Table 9. Estimated rules of \(D=1\) (a) and \(D=4\) (b) for Table 6

Corresponding to Tables 8, 9 shows estimated rules of \(D=1\) (a) and \(D=6\) (b). With regard to rules of \(D=1\), the improved STRIM clearly induces their rules. To express those rules by use of the original notation in Table 6, if person = “2” \(\vee \) safety = “low” \(\vee \) buying = “vhigh” \(\wedge \) maint = “vhigh” then class = “unacc” is obtained with accuracy \(=1.0\) and coverage \(=1,008/1,210 \approx 0.833\). In the same way, three examples of the trying rule of \(D=4\) satisfying the testing condition \(n\hat{p}(j,k) \ge 5\) (for \(D=4\), \(n \ge \frac{5}{0.04}=125\)) are shown in Table 9 (b) although their \(n_{d}=\max (n_{1},n_{2},...,n_{M_{D}})\) is not satisfied at \(D=4\) (in the table \(D=4\) is forcibly entered). The first rule that if buying = “low” \(\wedge \) safety = “high” then class = “vgood” is thought to be proper since the p-value is the best and the indexes of accuracy and coverage are moderate among the trying rules for \(D=4\).
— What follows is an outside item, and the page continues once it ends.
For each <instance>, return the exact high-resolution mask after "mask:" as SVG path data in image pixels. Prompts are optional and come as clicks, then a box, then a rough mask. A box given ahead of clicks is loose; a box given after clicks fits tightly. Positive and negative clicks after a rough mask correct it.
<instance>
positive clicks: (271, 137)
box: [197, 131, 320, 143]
Both estimated rules for \(D=1\) and 4 coincide with our common sense.

7 Conclusions

The Rough Sets theory has been used for inducing if-then rules from the decision table. The first step in inducing the rules is to find reducts of the condition attributes. This paper retested the conventional reduct methods LEM1 [2] and DMM [3] by a simulation experiment after summarizing the conventional Rough Sets theory and pointed out their problems. Then, this paper proposed a new statistical reduct method (SRM) to overcome the problems of the conventional method from the view of STRIM [8,9,10,11]. STRIM including SRM was developed and its validity and usefulness were confirmed by a simulation experiment and application to an open dataset of UCI for machine learning. The improved STRIM should be recognized to be particularly useful for not only reducts of condition attributes but also inducing if-then rules.